Живу я в новом доме, высоком, кирпичном. В окно глянешь – простор: ровной линией проспект раскинулся. С обеих сторон вечнозеленые газоны над теплотрассами. Машины мелькают, светофоры подмигивают. Народ суетится у станции метро, что муравейник. С другой стороны - двор кривой геометрической фигурой. Стандартные «корабли», стандартная школа, рядом стандартный детский сад. Пятнышко площадки для выгула детей и собак в плотном кольце припаркованных машин.
Все чаще вспоминаю старый двор. Это сейчас я говорю: - Живу в этом доме. А раньше говорил: - Я из этого двора. Родная Петроградка с нарядными старинными фасадами и убогими проходными двориками – колодцами. Чистый проспект где через каждые сто метров кафе мороженное, кинотеатры – за десять копеек билет… Все осталось там, в детстве.
Мой двор – обычный двор: прямоугольный колодец грязно-канареечного цвета со стеклянным столбом лифтовой шахты. Пыльные покосившиеся окошки, ржавые водосточные трубы, массивные, сотни раз перекрашенные скрипучие двери на пружинах. Над головой кусок неба, под ногами асфальт кривой, весь в трещинах. А.., еще клумба посредине, на которой ничего никогда не росло, - квадрат земли пять на пять в обрамлении старинного бордюрного камня. …Но это был мой родной двор.

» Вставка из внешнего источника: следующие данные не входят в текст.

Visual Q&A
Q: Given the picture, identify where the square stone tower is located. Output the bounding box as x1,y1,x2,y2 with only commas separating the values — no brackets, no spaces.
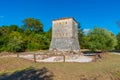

Помню. Возвращаясь из школы, я вечно встречал Степаныча – седого старичка, нашего соседа, вечно в серой потертой робе, в такой же кепке, в войлочных башмаках «прощай молодость» и с вечно дымившейся папироской. Он улыбался, обнажая редкие пожелтевшие зубы, ни о чем не спрашивал, просто кивал, и тут же забывал о твоем присутствии. Зимой Степаныч торчал в окне лестничной площадки, все с той же папироской.
- Опять продымил всю лестницу, - больше для порядку, бранилась соседка.
- Я же, это, фортку открыл, - оправдывался Степаныч.
- Иди домой! – звала его старуха жена. – Сейчас «Время» начнется.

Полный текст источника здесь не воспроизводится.